I measured a few trees at most of the stops we made along the river.
The largest of each species measured are listed below.
Fremont Cottonwood (Populus fremontii
) 11.6' x 70.1' (UT), 12.8' x 39.7' (CO)
Ponderosa Pine (Pinus ponderosa var. scopulorum
) # x 46.4' (CO)
Arizona Boxelder (Acer negundo var. arizonica
) 3.9' x 41.9' (UT)
Douglas-fir (Psuedotsuga menzeii var. glauca
) 3.5' x 41.6' (CO)
Single Seed Juniper (Juniperus monosperma
) 4.9' x 35.2' (CO), 8.5' x 31.1'(CO)
Netleaf Hackberry (Celtis laevigata var. reticula
3.1' x 25.6' CO
Utah Juniper (Juniperus osteosperma
) 5.2' @ 3' x 25.3' (CO)
Two Needle Pinyon (Pinus edulis
) 1.9' x 18.8' (CO)
Singleleaf Ash (Fraxinus anomola
) 2.5' x 16.5' (CO)
Blue Elderberry (Sambucus nigra var. cerullea
)1.0' x 13.9' (UT)
Big Sage Brush (Artemisa tridenta
) 1.3' @ 4' x 12.5'(CO)
It is somewhat unusual to get ten species in a western area to get a Rucker -10 height index.
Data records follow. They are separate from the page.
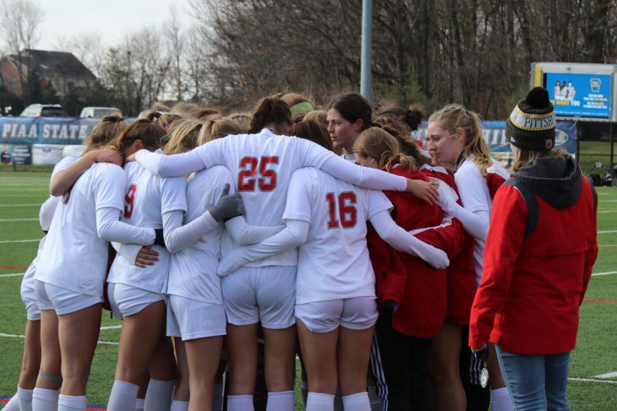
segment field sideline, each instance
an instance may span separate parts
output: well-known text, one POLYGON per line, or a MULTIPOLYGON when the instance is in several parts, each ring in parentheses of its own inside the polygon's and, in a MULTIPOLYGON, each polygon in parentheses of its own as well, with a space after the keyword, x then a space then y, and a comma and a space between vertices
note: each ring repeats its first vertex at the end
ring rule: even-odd
MULTIPOLYGON (((49 196, 49 178, 48 173, 0 172, 0 408, 15 393, 21 369, 26 312, 19 286, 43 236, 38 210, 49 196)), ((600 252, 570 367, 568 397, 576 411, 617 410, 617 188, 598 192, 600 252)), ((104 408, 113 383, 120 326, 106 311, 102 318, 87 393, 97 408, 104 408)))

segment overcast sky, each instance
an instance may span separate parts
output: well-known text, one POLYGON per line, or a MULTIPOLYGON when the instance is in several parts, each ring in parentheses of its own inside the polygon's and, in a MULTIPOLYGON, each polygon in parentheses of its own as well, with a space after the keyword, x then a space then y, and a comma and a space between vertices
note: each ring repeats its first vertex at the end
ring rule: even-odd
POLYGON ((188 0, 33 0, 45 14, 41 50, 84 33, 98 32, 104 45, 112 45, 128 32, 160 25, 169 18, 170 5, 178 10, 183 27, 191 25, 188 0))

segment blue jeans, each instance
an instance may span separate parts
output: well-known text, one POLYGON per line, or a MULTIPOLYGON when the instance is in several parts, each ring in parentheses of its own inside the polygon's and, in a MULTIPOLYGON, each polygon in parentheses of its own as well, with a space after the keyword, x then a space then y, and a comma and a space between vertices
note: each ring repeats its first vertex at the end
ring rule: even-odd
POLYGON ((570 351, 527 356, 502 351, 499 345, 495 348, 516 411, 570 411, 566 395, 570 351))

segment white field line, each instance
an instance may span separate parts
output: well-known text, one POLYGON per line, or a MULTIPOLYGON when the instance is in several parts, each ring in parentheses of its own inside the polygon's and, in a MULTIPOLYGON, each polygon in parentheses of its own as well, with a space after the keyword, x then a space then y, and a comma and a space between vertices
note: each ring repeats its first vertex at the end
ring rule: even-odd
POLYGON ((599 375, 596 375, 594 378, 615 378, 617 377, 617 371, 614 371, 612 373, 607 373, 606 374, 600 374, 599 375))
MULTIPOLYGON (((8 338, 25 338, 25 336, 21 334, 5 334, 3 332, 0 332, 0 337, 6 337, 8 338)), ((119 345, 119 342, 116 342, 115 341, 97 341, 97 344, 102 344, 104 345, 119 345)))
POLYGON ((617 271, 606 271, 605 273, 594 273, 592 274, 592 277, 595 275, 609 275, 610 274, 617 274, 617 271))
POLYGON ((38 221, 38 219, 2 219, 0 220, 1 223, 11 223, 12 221, 38 221))
POLYGON ((12 273, 10 274, 0 274, 0 278, 3 277, 19 277, 23 275, 25 273, 12 273))
POLYGON ((570 377, 568 381, 578 381, 580 382, 603 382, 605 384, 617 384, 617 381, 612 379, 596 379, 595 378, 577 378, 576 377, 570 377))

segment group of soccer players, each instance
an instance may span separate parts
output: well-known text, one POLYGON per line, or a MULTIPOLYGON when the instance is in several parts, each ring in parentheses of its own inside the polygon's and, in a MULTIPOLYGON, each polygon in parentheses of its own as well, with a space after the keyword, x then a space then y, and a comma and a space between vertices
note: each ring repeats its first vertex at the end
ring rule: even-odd
POLYGON ((419 142, 414 108, 324 109, 288 93, 104 118, 52 174, 5 409, 86 410, 104 306, 122 319, 110 410, 219 411, 225 373, 227 409, 253 410, 262 333, 269 410, 293 410, 297 355, 308 410, 481 409, 460 363, 508 174, 479 116, 447 105, 419 142))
RH-10 = 33.5' which sets a record for me as shortest index i have encountered. But after all it is part of the Great Basin Desert and only receives 10-12 inches of rain a year.
The most common tree encountered was the Arizona Boxelder. If one would measure farther from the river then the Utah Juniper and two -needle Pinyon Pine would probably be the most common.
While companions were counting Bighorn sheep I was enjoying a tree I had never seen previously. That was the Singleleaf Ash. A small grove of three mature trees (all with substantial lean) and many sprouts were near the Wild Mountain camp.
Leaves and seeds of Singleleaf Ash
A coup;e of pictures of these beauties found along the river.
Amy in a Utah Juniper
Bridget in front of a Utah Juniper.
All trees measured were entered in the Trees Database in the appropriate State.